崔河看向顾茂柔,顾茂柔心虚地低下了头,又过去悄悄对他道:“你先跟着他们走,过几日查清楚了就能被放出来了。”
除了顾茂柔会干这事,还有谁会干?
崔河觉得有些好笑,无论书信上写的是什么,都是一份证据,有的时候上面写的东西更不重要,事情大小只看处置的人想自己处置,若最后没事最好,若有什么事,顾茂柔就是害死了她的亲哥哥。
崔河根本就不买顾茂柔的账,他挑了挑眉,冲着顾茂柔道:“顾茂柔你这个蠢货。”
顾茂柔从小到大从来没被人这样指着鼻子骂过,她一时先愣住了,似乎根本就没意识到崔河会骂她,半晌后她才跺了一跺脚,脸也涨得通红。
“你说什么?”顾茂柔上来就要和崔河拼命,好在被身边侍奉的婢子们拉住了,不让她在禁军面前丢人现眼,“你一个从北宁出逃的弃子有什么资格对我这么说话?亏我还好心好意安慰你,你就是这么对我的?那好,那你就死在狱里头去罢,反正我已经当了一回寡妇了,也无所谓再当一回。

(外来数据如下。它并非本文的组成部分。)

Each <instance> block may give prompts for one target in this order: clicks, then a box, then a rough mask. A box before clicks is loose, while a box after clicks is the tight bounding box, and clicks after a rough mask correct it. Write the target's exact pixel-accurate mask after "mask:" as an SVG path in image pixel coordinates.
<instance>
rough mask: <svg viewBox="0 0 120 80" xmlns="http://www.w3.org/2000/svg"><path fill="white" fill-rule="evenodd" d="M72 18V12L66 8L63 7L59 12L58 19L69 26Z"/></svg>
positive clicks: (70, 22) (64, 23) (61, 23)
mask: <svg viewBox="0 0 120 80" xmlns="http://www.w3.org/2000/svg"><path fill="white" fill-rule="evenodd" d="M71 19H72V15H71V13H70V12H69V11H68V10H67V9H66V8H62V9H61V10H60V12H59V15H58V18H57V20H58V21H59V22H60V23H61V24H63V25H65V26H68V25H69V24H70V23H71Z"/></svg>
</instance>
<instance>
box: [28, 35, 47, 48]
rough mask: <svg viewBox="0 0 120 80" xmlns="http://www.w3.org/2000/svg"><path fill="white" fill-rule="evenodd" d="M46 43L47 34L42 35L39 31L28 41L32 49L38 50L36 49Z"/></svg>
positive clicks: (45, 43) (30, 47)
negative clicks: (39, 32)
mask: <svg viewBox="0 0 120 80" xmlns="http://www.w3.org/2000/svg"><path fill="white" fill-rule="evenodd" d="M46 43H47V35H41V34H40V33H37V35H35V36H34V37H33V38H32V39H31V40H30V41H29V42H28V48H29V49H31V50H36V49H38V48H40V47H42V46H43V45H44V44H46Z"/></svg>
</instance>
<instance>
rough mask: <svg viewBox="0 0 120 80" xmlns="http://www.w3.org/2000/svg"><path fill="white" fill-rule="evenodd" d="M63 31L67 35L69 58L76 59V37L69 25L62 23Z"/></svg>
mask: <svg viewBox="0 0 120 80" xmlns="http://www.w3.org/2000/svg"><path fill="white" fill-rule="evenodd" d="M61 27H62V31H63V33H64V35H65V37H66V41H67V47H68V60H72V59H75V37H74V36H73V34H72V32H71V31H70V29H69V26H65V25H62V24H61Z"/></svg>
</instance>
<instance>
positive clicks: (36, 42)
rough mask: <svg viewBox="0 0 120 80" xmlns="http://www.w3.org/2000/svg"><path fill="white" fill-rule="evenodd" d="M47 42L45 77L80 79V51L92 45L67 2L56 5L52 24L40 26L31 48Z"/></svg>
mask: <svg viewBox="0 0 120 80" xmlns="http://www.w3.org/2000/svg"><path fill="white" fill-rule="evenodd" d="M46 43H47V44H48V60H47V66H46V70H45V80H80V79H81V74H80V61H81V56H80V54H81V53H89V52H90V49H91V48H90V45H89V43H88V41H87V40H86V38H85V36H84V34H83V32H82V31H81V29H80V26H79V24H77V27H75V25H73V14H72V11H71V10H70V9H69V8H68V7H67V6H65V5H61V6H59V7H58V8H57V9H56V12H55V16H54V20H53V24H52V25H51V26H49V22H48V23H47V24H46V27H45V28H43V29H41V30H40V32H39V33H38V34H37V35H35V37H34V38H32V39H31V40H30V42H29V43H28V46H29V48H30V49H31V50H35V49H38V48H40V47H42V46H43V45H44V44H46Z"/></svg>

”
崔河不理会顾茂柔尖酸刻薄的话语,顾茂柔无所谓再当一次寡妇,他也无所谓顾茂柔怎么想的,他这会儿正忙着在心里盘算着此行的凶险,一开始搜出来那种东西时,他也不是不震惊的,甚至还有些害怕,毕竟他逃来南朔本来就是为了保命,若再在这儿把命丢了,那就真的是太冤屈了,不过在转念一想,事涉顾无惑,他是最知道自己妹妹性子的人,说不定早有谋算,他此刻还是先不要急,或许还会再有什么转机也说不定,别人是冲着顾无惑去的,其实与他不怎么相干,他只是不幸被牵连进去。
关于这一点,崔河倒是想得通,他来南朔本来也没想过从此之后会一帆风顺太太平平,一开始就是他求了顾无惑帮他收留他,顾无惑也算得上是个好人,竟不计前嫌果然让他在建京落脚了,那么如今他再担一担这些风险,其实也是情理之中的事,没有什么好苦恼想不通的。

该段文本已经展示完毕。